It is almost an implicit assumption that teams can make better decisions and perform tasks better than individuals can. This is true in certain circumstances and for certain decisions and tasks – but not always.
For one, there are the group-based biases such as, groupthink and group polarization (more on these in a future post) that lead to poor decisions. There are a number of ways to minimize these biases, but this is not what I’d like to write about this time.
Rather, I would like to focus on the factors that influence individual decision-making within groups/teams. In other words, how do we, as individuals, end up contributing to poor decision-making when we are part of a group.
The following scenarios are probably familiar for some: You are in a meeting. The team leader is proposing a deadline that is highly unrealistic, and you observe all your colleagues nodding in unison. Or, the CEO is suggesting a strategy with a few serious flaws with such conviction that no one from the executive team raises any concerns.
What do you do in situations like these? Do you join the majority and commit to an unrealistic deadline, or give your support to a flawed strategy? Or, do you raise your concerns? Whatever your answer may be, here are a few questions to reflect on:
- What is crossing your mind as you observe the reactions of others? Do you think „I must be the only one who thinks like that“ or „What am I missing here?“? Or, do you think „It can’t be that I am the only one who sees a problem here!“?
- What is your preferred style in dealing with disagreement or conflict? Are you comfortable with confrontation, or would you rather avoid confrontation and conflict?
For the first question if you think that you’re the only one with concerns, it is highly likely that you’re being a victim of the bias „pluralistic ignorance“. That is, you assume (incorrectly) that everyone else in the group accepts the situation, where actually quite a few others privately question it too. It is „pluralistic“ because you’re not the only one who makes that assumption. To the extend that no one speaks up, this tendency perpetuates group members‘ reluctance to express their disagreements and leads to suboptimal decisions. So what would be a better approach?
- Act with the assumption that you are not the only one who has concerns or questions. Observe people in meetings and you’ll notice when others are confused or not agreeing with the message. Remember the times when others „piggy-backed“ with their questions/objections once a concern has been raised.
- Ask people in private after the meeting if they indeed had no questions or concerns.

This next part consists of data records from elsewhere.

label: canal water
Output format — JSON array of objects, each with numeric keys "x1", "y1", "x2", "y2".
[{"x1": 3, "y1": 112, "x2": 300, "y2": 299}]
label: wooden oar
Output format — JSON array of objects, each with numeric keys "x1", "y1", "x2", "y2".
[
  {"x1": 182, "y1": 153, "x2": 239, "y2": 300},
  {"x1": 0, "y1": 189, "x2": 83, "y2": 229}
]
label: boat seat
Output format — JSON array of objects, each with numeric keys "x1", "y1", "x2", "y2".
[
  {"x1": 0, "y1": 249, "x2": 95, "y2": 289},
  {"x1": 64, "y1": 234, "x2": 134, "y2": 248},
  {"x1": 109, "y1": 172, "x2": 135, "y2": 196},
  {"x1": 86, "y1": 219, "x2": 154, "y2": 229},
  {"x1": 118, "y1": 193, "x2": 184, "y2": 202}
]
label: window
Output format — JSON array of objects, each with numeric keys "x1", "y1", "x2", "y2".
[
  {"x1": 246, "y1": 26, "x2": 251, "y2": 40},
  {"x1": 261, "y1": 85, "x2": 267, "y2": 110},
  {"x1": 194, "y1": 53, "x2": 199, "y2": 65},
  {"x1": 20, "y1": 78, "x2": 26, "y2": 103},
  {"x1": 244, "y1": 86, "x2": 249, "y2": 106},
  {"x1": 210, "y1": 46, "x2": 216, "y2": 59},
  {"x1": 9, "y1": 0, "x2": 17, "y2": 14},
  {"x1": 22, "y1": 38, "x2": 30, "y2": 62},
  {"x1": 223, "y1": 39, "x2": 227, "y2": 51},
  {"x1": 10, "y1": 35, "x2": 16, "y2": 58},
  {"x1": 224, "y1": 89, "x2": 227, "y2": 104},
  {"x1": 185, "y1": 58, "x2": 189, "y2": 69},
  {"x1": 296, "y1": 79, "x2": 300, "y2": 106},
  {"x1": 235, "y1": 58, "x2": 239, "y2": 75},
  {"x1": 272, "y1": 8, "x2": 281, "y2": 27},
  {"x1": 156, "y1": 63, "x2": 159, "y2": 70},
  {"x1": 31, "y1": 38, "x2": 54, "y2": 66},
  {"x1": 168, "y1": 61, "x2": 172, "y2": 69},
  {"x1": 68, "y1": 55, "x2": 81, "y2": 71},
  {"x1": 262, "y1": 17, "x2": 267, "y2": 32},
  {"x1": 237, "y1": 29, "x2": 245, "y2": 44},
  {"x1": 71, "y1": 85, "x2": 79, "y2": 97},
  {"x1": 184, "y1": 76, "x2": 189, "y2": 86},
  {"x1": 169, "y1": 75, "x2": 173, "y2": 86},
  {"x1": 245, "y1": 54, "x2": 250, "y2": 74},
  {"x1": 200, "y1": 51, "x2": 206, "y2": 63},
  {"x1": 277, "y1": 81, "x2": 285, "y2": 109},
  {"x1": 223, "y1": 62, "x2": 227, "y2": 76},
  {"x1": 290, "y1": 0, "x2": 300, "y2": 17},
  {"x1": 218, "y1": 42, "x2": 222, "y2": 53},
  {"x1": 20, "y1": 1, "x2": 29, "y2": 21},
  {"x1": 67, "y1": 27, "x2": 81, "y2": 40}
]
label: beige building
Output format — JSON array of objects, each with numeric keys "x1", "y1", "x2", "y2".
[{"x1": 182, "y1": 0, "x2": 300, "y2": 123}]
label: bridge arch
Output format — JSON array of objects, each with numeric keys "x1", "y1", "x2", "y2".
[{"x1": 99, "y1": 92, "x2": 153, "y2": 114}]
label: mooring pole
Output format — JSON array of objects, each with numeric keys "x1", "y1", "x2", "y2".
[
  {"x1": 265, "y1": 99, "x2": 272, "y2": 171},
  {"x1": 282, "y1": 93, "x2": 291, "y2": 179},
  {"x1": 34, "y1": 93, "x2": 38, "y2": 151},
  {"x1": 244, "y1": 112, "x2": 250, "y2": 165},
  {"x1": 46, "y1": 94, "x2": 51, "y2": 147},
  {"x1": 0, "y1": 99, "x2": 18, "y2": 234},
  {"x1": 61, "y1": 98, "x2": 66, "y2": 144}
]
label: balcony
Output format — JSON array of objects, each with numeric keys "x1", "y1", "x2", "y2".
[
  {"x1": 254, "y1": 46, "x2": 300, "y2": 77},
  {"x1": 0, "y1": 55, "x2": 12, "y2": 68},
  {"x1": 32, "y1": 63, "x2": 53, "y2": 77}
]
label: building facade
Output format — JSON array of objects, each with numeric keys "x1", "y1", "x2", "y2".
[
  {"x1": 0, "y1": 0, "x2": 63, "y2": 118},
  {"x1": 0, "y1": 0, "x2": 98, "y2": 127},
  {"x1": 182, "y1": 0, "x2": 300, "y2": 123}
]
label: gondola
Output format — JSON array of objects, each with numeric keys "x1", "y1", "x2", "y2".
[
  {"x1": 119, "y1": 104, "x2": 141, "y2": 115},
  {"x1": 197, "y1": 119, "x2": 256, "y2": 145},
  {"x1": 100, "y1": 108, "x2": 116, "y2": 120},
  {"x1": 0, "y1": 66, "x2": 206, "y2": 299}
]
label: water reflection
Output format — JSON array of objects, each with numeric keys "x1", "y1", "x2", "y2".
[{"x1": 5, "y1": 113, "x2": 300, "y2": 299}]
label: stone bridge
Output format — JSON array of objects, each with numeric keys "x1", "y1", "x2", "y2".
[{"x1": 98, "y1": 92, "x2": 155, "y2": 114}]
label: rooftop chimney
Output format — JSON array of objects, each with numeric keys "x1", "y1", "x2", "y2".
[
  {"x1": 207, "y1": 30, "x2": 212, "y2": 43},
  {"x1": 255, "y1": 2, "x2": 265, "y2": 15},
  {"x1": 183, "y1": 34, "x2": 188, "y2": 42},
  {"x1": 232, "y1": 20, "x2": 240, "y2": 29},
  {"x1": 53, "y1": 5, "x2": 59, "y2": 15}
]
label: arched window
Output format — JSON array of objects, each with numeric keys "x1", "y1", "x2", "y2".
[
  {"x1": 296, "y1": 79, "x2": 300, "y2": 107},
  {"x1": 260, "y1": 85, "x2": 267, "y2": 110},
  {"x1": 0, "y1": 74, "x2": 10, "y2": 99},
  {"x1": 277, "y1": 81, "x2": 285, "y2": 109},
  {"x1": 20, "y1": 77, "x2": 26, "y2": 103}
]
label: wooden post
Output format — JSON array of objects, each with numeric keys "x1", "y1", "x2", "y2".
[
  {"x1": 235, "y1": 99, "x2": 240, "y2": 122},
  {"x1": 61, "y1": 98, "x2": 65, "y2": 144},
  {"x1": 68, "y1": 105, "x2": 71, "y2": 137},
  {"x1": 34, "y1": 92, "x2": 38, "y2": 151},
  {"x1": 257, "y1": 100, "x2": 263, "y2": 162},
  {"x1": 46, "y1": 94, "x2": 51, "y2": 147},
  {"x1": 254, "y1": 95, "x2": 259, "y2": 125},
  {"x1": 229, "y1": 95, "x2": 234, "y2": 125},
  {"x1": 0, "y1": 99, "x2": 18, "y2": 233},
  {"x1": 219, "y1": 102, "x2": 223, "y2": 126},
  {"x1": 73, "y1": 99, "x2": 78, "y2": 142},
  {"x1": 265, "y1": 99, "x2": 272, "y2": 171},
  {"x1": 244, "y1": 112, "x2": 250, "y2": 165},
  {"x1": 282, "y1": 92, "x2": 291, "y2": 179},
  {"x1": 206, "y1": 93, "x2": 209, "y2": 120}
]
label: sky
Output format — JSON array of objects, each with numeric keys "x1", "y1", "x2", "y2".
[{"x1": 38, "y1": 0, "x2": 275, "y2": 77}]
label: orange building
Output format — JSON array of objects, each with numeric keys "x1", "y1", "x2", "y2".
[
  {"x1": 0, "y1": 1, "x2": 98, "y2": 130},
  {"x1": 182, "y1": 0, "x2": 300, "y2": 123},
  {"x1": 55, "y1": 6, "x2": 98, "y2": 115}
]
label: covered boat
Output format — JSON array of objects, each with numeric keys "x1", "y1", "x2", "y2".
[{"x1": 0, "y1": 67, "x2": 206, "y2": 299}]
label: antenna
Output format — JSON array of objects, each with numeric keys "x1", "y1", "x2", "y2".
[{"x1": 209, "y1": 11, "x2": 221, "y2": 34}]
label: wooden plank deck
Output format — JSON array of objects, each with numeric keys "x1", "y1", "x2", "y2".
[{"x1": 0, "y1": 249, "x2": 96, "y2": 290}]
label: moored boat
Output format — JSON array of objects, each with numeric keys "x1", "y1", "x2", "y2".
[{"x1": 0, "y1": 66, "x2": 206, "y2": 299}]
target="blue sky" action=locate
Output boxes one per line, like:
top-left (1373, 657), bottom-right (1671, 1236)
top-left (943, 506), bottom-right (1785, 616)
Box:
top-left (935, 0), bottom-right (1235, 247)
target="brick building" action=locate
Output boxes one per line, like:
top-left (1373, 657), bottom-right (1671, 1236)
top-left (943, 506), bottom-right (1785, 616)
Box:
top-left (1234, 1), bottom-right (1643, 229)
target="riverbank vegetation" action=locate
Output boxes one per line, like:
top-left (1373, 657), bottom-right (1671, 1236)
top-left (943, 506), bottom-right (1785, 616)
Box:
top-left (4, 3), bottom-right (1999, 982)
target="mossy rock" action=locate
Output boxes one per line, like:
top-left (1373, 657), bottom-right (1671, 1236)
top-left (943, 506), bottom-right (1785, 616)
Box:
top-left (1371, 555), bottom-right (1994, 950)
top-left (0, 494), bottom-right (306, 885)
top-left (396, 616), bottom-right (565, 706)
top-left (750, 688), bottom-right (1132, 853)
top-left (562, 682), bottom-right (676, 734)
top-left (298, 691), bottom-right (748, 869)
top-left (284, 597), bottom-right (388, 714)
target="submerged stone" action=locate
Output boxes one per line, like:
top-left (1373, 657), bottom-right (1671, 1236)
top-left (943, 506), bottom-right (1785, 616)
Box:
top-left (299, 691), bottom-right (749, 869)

They are more likely to express their real thoughts outside the group situation. This gives you a good reason to speak up next time.
- Trust your instincts. If you are convinced that something is not clear or questionable, it probably is.
- Think of the costs of going ahead with a poor decision and take responsibility to point out to flaws.
Coming to the second question. It is absolutely crucial that you are aware of your preferred or habitual style when it comes to confrontation and conflict. For most people these two terms have somewhat negative connotations. But both are indispensable for effective decision-making.
- Explore your default style in dealing with situations that involve confrontation or conflict by paying attention to both your thoughts and emotional reactions.
- If you consistently associate confrontation and conflict with negativity, trace back the roots of this connection (e.g., family, close-relationships, a boss in your early career, organizational culture etc.,).
- Consider taking a different perspective: Confrontation and conflict – when dealt with effectively – clear the air, reveal misunderstandings, and consequently lead to better decisions.
As a team member you can contribute to the decision-making process if you consider and apply the above points. As a leader you can, and should encourage your team to be aware of these biases and tendencies if you would like to come up with optimal decisions.
„You don’t get harmony when everybody sings the same note“ ~ Doug Floyd
*Krech & Crutchfield (1948). Theory and Problems of Social Psychology.